The government has also signalled its intention to proceed with the development of regulations to modernize the powers of the Superintendent of Financial Services. This would include giving the Superintendent the power to require the preparation of a new valuation report and specifying assumptions or methods to be used in the preparation of the new report. These regulations will be informed by the views of stakeholders and the results of the mandate review.

Asset pooling in the broader public sector

In 2013, the government established a technical working group to advise on the design, governance and transition issues associated with the implementation of a new pooled asset management entity for Ontario’s broader public-sector funds.

The co-chairs of the technical working group recently provided the government with their final report. Legislation establishing the new Investment Management Corporation of Ontario was included in Bill 91.

Variable benefits from defined contribution plans

As previously announced, the Government will proceed with legislation to enable the payment of variable benefits directly from defined contribution pension plans. Amendment to the Pension Benefits Act to introduce variable benefits was included in Bill 91.

Consolidating split pensions in the public sector

The Government will extend the deadline for consolidating “split pensions” in the public sector from July 1, 2016 to July 1, 2017. This relates to movement of employees between public sector pension plans a number of years ago.

Criteria for solvency exemption for jointly sponsored pension plans

The Budget also reiterated the Government’s recently released consultation on proposed criteria for exempting from solvency funding requirements a newly established multi-employer jointly sponsored pension plan (JSPP) or a JSPP created out of the amalgamation of existing single employer pension plans. The proposed criteria are:

  • a minimum of five participating employers;
  • not more than 50% of the combined membership being related to a single employer;
  • at least $5 billion in assets;
  • an examination of a plan’s overall governance practices, with particular attention paid to Board composition and risk management tools, such as asset-liability management studies, provisions for adverse deviations and funding policies.

Comments on the proposed criteria are due June 1, 2015.


Reviewing the regulation of financial planning

The government is moving forward with its review of a potential regulatory gap in the general oversight of financial advisory and planning services.
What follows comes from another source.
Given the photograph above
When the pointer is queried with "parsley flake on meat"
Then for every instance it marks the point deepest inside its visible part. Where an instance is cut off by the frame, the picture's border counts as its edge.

More tailored regulation of these services would foster the growth of the profession by promoting appropriate educational requirements and qualifications and would help consumers make informed choices and investments.
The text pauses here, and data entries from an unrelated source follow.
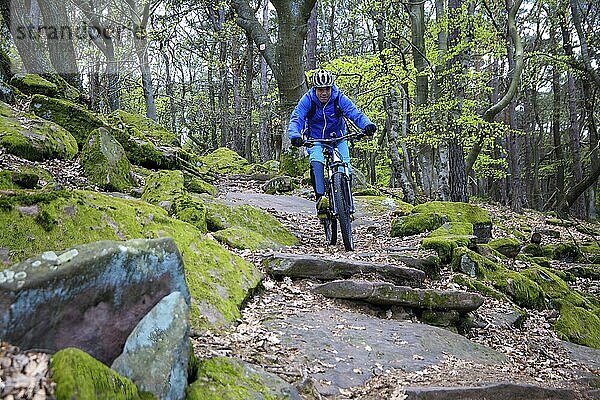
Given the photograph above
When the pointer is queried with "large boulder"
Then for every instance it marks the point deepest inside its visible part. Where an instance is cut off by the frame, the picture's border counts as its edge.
(145, 142)
(36, 221)
(387, 294)
(166, 189)
(225, 161)
(306, 266)
(104, 162)
(35, 140)
(156, 354)
(78, 375)
(73, 117)
(90, 297)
As announced in the 2014 Ontario Economic Outlook And Fiscal Review, the Government has appointed an expert committee to thoroughly consider more tailored regulation of financial advisers, including financial planners. The committee will be mandated to provide key recommendations and submit its final report to the government for review by early 2016.

Travel vaccines in pharmacies

Aiming to give Ontarians more options for care closer to home, while also working to ensure that health care professionals can fully use their skills and knowledge, the government is considering allowing Ontarians to receive travel vaccines in their local pharmacies.

Increasing access to fertility treatments

In 2015, Ontario plans to contribute to the costs of one in vitro fertilization (IVF) cycle per patient for all eligible forms of infertility. Families or their health plans will continue to pay for associated drugs and ancillary services.